Good morning and happy new year!
I get the following error when I restart the model after 3 months. I am using time step 36 sec for non-hydro with the CLM45 option.
I started the initial run at mdate0=mdate1=2005050100 and stopped at mdate2=2005080100 with ifest=.false.,
Now, I have mdate0= 2005050100, mdate1=2005080100, and mdate2=2005120100 with ifrest=.true.,
Please help me post this question on RegCM portal.

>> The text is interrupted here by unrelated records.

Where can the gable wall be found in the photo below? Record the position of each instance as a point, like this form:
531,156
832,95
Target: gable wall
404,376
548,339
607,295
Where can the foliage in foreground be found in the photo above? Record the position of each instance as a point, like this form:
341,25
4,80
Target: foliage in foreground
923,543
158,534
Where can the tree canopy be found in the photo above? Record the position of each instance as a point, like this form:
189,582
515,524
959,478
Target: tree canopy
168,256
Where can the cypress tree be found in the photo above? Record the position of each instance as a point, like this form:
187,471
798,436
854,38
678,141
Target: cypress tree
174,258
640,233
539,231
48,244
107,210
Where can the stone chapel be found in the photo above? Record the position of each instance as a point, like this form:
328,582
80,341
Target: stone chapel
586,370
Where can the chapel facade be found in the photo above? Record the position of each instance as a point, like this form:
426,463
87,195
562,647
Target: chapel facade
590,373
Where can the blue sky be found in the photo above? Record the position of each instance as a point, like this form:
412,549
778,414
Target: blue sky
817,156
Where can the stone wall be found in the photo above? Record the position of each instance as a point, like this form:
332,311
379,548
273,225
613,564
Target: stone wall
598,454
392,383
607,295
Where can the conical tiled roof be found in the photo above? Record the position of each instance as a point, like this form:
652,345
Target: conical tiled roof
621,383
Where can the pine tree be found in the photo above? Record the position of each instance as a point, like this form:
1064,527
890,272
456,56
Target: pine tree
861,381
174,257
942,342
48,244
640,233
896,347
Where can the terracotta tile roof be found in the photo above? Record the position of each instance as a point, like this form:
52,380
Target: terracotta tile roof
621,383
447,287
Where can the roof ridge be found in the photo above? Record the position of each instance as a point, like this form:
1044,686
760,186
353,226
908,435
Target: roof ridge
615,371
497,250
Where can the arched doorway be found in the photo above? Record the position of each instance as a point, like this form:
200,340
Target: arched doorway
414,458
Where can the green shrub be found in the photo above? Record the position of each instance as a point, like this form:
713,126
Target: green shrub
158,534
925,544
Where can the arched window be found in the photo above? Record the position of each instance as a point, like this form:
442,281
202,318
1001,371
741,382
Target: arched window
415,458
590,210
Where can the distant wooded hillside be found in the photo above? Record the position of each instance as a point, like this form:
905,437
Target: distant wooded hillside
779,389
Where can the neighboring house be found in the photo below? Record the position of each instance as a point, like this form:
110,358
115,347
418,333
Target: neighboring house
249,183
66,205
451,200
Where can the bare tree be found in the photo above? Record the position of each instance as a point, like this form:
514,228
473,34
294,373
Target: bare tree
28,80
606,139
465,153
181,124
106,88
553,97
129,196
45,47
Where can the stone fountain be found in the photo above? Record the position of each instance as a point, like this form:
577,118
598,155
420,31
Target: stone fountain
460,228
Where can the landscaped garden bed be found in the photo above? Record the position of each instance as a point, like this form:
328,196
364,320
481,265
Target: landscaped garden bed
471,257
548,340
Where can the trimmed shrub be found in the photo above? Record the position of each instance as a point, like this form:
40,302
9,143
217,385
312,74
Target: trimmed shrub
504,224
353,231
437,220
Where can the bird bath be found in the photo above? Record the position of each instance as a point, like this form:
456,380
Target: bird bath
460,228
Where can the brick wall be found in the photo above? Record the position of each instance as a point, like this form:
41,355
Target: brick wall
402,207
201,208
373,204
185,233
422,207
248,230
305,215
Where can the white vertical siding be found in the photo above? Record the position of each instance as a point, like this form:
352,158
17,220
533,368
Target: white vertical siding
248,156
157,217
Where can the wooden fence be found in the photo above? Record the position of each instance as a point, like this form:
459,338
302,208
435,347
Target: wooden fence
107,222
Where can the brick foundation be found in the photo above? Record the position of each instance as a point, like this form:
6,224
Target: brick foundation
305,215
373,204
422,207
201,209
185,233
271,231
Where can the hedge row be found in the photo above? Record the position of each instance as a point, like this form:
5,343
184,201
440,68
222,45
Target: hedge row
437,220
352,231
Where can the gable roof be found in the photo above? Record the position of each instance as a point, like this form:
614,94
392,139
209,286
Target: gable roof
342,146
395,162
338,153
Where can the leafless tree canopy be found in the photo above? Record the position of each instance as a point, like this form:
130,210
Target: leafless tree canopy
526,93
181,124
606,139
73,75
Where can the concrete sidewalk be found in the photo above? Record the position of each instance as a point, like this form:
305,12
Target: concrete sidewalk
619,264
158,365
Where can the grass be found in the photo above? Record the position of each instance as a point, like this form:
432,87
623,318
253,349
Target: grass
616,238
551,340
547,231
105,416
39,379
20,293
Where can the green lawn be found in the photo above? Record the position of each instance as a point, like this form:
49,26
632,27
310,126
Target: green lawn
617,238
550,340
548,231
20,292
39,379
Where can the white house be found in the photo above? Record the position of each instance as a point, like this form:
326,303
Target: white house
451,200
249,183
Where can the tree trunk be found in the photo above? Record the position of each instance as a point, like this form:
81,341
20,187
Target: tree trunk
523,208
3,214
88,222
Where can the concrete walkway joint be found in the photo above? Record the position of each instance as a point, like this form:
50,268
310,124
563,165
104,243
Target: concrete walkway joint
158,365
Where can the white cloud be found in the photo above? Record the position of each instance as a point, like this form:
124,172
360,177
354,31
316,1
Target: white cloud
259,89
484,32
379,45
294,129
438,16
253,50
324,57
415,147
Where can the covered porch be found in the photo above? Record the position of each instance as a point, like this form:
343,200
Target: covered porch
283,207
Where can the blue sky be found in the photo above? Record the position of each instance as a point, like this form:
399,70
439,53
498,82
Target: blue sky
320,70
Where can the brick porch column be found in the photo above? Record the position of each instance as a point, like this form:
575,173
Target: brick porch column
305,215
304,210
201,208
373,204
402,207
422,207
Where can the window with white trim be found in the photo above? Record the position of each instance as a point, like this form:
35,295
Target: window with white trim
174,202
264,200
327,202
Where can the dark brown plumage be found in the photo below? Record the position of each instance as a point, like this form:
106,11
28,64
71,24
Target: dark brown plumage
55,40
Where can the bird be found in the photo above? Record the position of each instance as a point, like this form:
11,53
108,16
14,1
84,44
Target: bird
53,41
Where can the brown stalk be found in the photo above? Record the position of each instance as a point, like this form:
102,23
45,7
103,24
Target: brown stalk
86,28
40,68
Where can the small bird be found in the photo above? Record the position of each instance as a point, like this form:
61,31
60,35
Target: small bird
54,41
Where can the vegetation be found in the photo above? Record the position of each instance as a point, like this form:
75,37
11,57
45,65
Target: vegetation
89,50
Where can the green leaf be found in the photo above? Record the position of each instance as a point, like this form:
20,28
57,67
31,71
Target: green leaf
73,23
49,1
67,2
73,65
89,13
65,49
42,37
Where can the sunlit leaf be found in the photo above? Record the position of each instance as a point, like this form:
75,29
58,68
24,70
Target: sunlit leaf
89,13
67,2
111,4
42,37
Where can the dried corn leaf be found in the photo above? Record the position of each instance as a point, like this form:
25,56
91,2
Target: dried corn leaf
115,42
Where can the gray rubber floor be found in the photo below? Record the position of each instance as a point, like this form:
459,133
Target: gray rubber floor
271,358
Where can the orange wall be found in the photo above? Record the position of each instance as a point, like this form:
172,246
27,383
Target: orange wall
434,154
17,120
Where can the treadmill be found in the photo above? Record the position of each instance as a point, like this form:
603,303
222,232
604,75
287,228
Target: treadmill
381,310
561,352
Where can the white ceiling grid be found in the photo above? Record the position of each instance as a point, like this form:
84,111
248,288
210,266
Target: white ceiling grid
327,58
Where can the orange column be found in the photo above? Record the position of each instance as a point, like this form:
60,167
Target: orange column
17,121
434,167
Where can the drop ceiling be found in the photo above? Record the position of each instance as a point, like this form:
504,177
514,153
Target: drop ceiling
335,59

At 2005-08-01 00:00:00 UTC
JDay 212.00000 solar declination angle = 18.31034409 degrees
solar TSI irradiance = 1361.0705 W/m^2
********************* MASS CHECK ********************
At 2005-08-01 00:00:00 UTC
Total dry air = 0.39982E+17 kg, error = -0.00000 %
Total water = 0.87682E+14 kg, error = -0.00003 %
Mean values over past 24 hours :
Dry air boundary = 0.43028E+09 kg.
Water boundary = -0.57755E+08 kg.
Convective rain = 0.24657E+07 kg.
Nonconvective rain = 0.93299E+04 kg.
Ground Evaporation = 0.31904E+07 kg.
*****************************************************
At 2005-08-01 00:00:00 UTC: updating upper radiative BC coefficients
$$$ 2005-08-01 00:00:00 UTC
$$$ max value of CFL = 0.40613E-01
$$$ no. of points with active convection = 5335
Attempting to read monthly vegetation data .....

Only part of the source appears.